Our marriage was fractured, our kids were fractured, and my heart was fractured.
I didn’t want to live without them, and I didn’t want to say good-bye.
A moment in time had passed before my eyes!
Ok, so how does this connect to Tron? Great question and I’m getting to that…
I’m a huge fan of the Tron franchise. I was blown away when I saw the first Tron movie and was amp’ed up when Disney announced that the story continued in Tron: Legacy. I’ve seen the original and latest Tron movies many times, but recently while watching Tron: Legacy, the following scene really struck a chord.
Sam Flynn: You remember that night when you didn’t come home? You said…
Kevin Flynn: I said I’d show you the Grid. Should have seen this place back then. Couldn’t wait to show it to you.
Sam Flynn: Must have been something before Clu screwed it up.
Kevin Flynn: No, no, he’s… he’s me. I screwed it up, chasing after perfection, chasing after what was right in front of me.
[turns to look at Sam]
Kevin Flynn: Right in front of me.
Sam Flynn: Look what you’ve accomplished. It’s incredible.
Kevin Flynn: [puts his hand on Sam’s shoulder] Sam… I’d have given it all up for one more day with you.
Wow, did this hit home!
I would continue to perform on the world stage desperately trying to gain my identity. Overtime I became a slave to my own empire, running without a purpose, and I didn’t even know it. When we step into the false role of thinking we are the “creator” of our world, eventually everything we built comes crashing down like a house of cards.

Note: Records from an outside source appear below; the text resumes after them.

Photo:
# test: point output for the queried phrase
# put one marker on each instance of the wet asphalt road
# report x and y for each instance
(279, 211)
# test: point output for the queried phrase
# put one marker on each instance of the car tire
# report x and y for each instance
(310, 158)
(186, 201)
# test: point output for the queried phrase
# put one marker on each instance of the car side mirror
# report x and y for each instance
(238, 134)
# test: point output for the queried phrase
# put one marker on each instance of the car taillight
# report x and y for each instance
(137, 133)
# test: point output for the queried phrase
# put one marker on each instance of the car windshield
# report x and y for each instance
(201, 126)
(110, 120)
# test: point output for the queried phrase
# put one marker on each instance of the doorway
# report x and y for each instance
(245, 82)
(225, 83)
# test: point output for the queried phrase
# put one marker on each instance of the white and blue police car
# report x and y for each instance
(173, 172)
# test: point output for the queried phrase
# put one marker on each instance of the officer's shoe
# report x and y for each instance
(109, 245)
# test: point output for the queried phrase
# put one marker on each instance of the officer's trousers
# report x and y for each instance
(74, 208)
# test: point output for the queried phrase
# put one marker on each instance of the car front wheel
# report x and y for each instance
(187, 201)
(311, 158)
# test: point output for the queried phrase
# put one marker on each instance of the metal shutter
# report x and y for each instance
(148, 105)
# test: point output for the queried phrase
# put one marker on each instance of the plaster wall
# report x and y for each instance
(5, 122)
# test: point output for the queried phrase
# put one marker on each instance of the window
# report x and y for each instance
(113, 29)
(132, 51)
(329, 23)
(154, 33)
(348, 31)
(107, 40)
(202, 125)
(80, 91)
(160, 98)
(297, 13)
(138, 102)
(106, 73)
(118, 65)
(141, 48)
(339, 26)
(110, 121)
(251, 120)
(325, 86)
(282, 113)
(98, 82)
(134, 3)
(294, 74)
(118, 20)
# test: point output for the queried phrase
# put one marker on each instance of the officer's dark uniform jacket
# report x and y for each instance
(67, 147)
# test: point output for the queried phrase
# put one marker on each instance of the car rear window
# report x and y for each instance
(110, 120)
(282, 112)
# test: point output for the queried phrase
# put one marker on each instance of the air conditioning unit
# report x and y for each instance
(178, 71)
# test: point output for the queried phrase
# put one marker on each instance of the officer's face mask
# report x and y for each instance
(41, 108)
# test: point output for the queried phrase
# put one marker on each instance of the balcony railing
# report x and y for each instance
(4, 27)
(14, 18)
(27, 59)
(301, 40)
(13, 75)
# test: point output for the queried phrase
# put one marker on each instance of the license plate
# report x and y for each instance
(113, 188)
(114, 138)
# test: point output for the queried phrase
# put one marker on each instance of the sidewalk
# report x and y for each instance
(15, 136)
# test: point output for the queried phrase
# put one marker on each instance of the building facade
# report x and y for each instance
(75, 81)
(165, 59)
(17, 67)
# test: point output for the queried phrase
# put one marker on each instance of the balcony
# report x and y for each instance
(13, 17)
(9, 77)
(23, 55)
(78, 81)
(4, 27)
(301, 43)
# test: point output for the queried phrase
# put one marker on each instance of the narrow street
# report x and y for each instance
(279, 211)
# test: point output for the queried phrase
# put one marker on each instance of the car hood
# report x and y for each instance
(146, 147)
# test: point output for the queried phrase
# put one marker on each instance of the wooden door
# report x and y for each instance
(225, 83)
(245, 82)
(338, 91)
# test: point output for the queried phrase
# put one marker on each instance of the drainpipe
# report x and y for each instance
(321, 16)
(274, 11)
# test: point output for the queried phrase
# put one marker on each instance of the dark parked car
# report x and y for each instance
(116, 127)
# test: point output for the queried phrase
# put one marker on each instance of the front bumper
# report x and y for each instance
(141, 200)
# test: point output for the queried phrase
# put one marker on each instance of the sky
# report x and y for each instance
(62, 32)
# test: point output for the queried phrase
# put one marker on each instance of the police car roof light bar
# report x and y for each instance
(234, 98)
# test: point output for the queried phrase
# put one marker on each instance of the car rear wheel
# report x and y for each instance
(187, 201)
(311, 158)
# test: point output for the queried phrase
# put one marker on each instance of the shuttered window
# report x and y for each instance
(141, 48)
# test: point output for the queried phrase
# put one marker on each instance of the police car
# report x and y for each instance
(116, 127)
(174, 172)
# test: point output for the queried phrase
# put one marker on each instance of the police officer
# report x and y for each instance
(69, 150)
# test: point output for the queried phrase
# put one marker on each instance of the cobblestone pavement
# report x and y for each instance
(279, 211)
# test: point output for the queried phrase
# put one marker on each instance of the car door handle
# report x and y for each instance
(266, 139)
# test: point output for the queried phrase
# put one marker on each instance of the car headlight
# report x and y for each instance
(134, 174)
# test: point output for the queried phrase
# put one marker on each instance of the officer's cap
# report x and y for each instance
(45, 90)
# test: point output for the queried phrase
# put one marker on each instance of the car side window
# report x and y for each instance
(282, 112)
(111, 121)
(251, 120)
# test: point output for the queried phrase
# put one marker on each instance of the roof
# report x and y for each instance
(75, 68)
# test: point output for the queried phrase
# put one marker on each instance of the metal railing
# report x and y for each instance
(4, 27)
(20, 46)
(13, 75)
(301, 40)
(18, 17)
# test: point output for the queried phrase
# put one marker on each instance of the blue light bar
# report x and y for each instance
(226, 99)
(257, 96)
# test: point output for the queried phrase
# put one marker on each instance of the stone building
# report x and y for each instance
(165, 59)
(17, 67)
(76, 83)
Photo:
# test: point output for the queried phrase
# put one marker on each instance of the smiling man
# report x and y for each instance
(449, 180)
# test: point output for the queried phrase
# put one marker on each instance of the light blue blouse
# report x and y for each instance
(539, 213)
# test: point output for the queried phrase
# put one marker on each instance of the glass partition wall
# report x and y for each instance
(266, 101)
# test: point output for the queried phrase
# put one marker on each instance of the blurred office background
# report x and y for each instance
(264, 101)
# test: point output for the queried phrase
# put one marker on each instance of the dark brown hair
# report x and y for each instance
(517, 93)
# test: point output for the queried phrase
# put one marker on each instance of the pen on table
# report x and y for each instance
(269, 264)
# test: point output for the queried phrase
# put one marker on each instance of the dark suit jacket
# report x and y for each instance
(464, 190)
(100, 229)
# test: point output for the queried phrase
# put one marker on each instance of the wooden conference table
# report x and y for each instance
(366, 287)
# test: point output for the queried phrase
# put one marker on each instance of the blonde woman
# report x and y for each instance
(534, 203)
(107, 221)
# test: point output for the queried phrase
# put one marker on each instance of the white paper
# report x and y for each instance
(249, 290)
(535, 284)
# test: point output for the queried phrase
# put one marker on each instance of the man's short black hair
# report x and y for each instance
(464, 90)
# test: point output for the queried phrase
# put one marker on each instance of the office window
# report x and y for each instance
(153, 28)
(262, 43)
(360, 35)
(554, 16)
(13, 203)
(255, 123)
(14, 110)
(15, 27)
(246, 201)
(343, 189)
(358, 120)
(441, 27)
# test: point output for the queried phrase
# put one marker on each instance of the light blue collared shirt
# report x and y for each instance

My satisfaction was in what I had, how it was stored and my own capacity to take care of my life. I wanted to be a good husband and father as these roles were important to me, but I had blindly assumed that I could sustain a healthy family dynamic by giving them my leftovers from the pursuit of these things. I completely missed the joy of a relationship with the Lord, and the sad part is that I had it all in front of me and available to me in Jesus…I simply missed it! Like Pontius Pilate, I was arm’s length from the best opportunity of my life!
After that day when my kids heard the piercing words that their parents were getting a divorce, like Kevin Flynn, I’d have given it all up for one more day with them.
Kevin Flynn blindly pursued perfection by building his own world around him, like I did. Most of us are doing the same thing day after day. As Kevin Flynn shares, “the thing about perfection is that it’s unknowable. It’s impossible, but it’s also right in front of us all the time.”
Are you ready to stop building you’re own world in pursuit of perfection? Are you ready to hand over the reigns to God and step into the story He already has for you? Are you ready to see that your family, your kids and God Himself are right in front of you?
I’d have given it all up for one more day with them.